Understanding gastro intestinal regulation of appetite drives offer a view on a therapeutic window for obesity which promises better clinical benefits as well as lower side effects. Bariatric surgery is a good model to investigate appetite reduction in humans and rodents, because it provides major changes in appetite with subsequent weight loss maintenance. Gastric bypass, but not gastric banding cause increased postprandial PYY and GLP-1 favouring enhanced satiety. An early and exaggerated insulin response mediates improved glycaemic control. The rodent model of bypass show elevated PYY, GLP-1 and gut hypertrophy compared with sham-operated rats. Moreover, exogenous PYY reduced food intake while blockade of endogenous PYY increased food intake. A prospective follow-up human study of gastric bypass showed progressively increasing PYY, oxyntomodulin, and GLP-1 responses associated with enhanced satiety. Blocking these responses in animal and human models leads to increased food intake. A paradoxical increase in energy expenditure after gastric bypass secondary to the enhanced postprandial energy expenditure is evident in both humans and rodents.

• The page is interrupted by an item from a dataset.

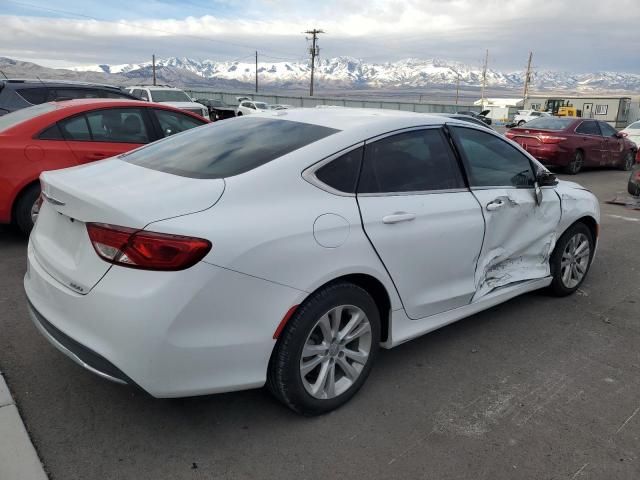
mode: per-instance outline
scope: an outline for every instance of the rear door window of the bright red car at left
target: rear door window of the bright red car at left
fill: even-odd
[[[149,134],[139,108],[109,108],[87,113],[94,142],[148,143]]]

Changes occur in the sensory, reward and physiological domains of taste that may mechanistically contribute to the alterations in food preferences after gastric bypass. The sustained nature of weight loss, reduced appetite and shifts in food preferences may be explained by gut adaptation and chronic hormone elevation, especially as blockade of the gut hormones result in enhanced appetitive behaviour.

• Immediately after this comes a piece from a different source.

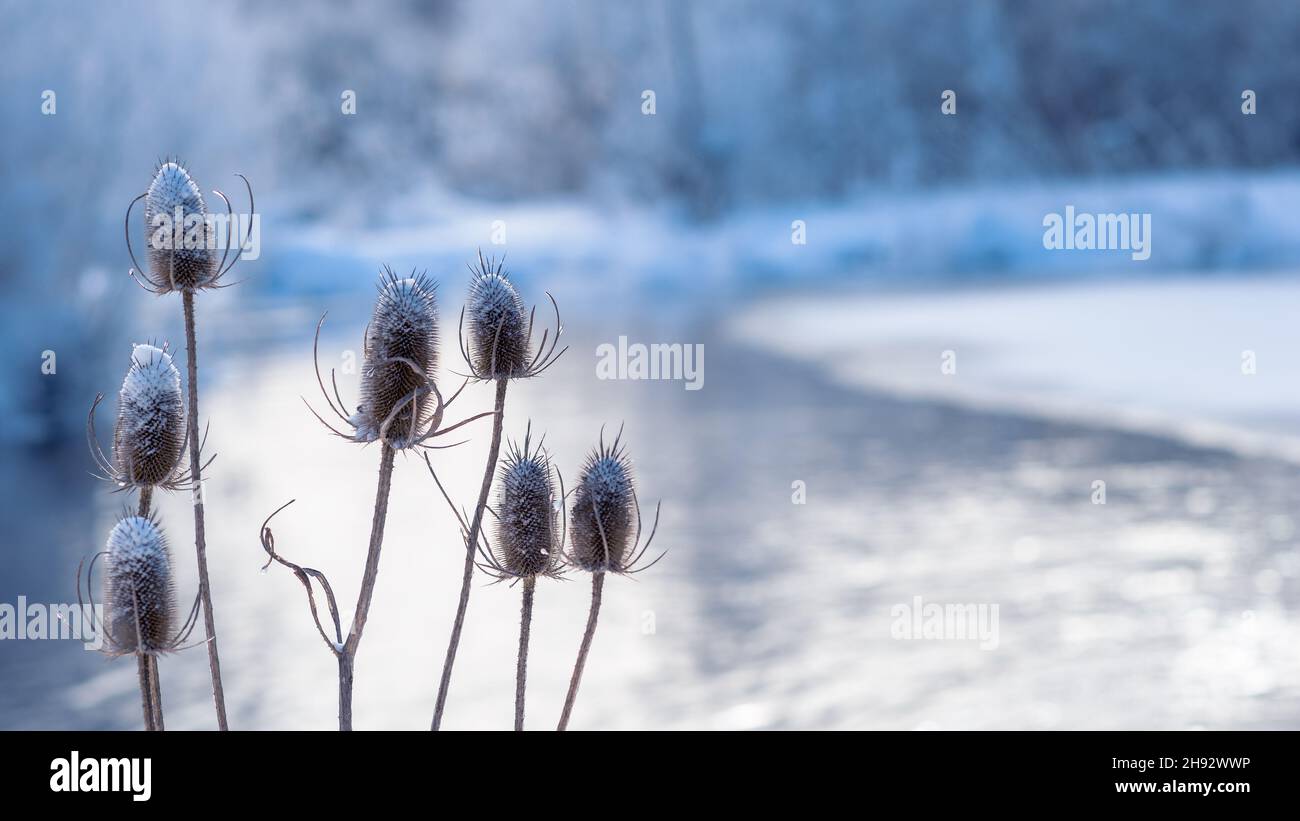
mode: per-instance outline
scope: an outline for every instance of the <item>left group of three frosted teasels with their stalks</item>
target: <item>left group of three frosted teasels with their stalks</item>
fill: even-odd
[[[239,175],[248,191],[250,218],[254,213],[252,187]],[[109,535],[108,548],[96,553],[87,570],[87,594],[94,604],[91,574],[95,560],[105,557],[105,616],[101,630],[112,655],[134,653],[138,659],[140,701],[146,729],[164,729],[159,656],[181,650],[203,613],[212,677],[212,700],[220,730],[229,729],[225,688],[221,683],[221,660],[217,652],[216,617],[212,608],[212,586],[208,574],[207,529],[203,509],[203,443],[199,436],[199,365],[195,333],[195,295],[208,288],[225,287],[221,279],[243,255],[230,259],[231,239],[237,225],[229,197],[213,191],[226,204],[230,222],[225,251],[216,253],[214,222],[199,186],[178,161],[160,162],[148,190],[131,200],[126,209],[126,248],[131,257],[130,275],[155,295],[179,292],[186,338],[186,396],[182,399],[179,374],[166,346],[136,346],[131,366],[118,399],[112,456],[105,456],[95,435],[95,409],[103,400],[96,396],[87,420],[91,453],[103,478],[117,490],[139,491],[134,517],[124,516]],[[135,204],[144,200],[144,223],[150,234],[150,265],[135,259],[131,248],[130,222]],[[179,225],[176,223],[179,221]],[[182,470],[185,451],[188,469]],[[211,464],[211,460],[209,460]],[[190,490],[194,507],[194,544],[199,572],[199,592],[190,617],[174,630],[174,595],[172,560],[166,539],[151,509],[153,490]],[[77,582],[81,599],[81,568]]]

Glycaemic control improves rapidly and is a result of several mechanisms including reduction in calorie intake, weight, hepatic and peripheral insulin resistance as well as an enhanced insulin secretion. Significantly altered gut hormones, bile acid metabolism and gut microbiota alterations have been implicated. Finally the improved metabolic milieu results in end organ damage reversal in some patients.
Following gastric bypass, pleiotrophic responses from the gastro intestinal tract may contribute to improved appetite reduction, long-term lowering of body weight, glycaemic control and improvements in end organ damage.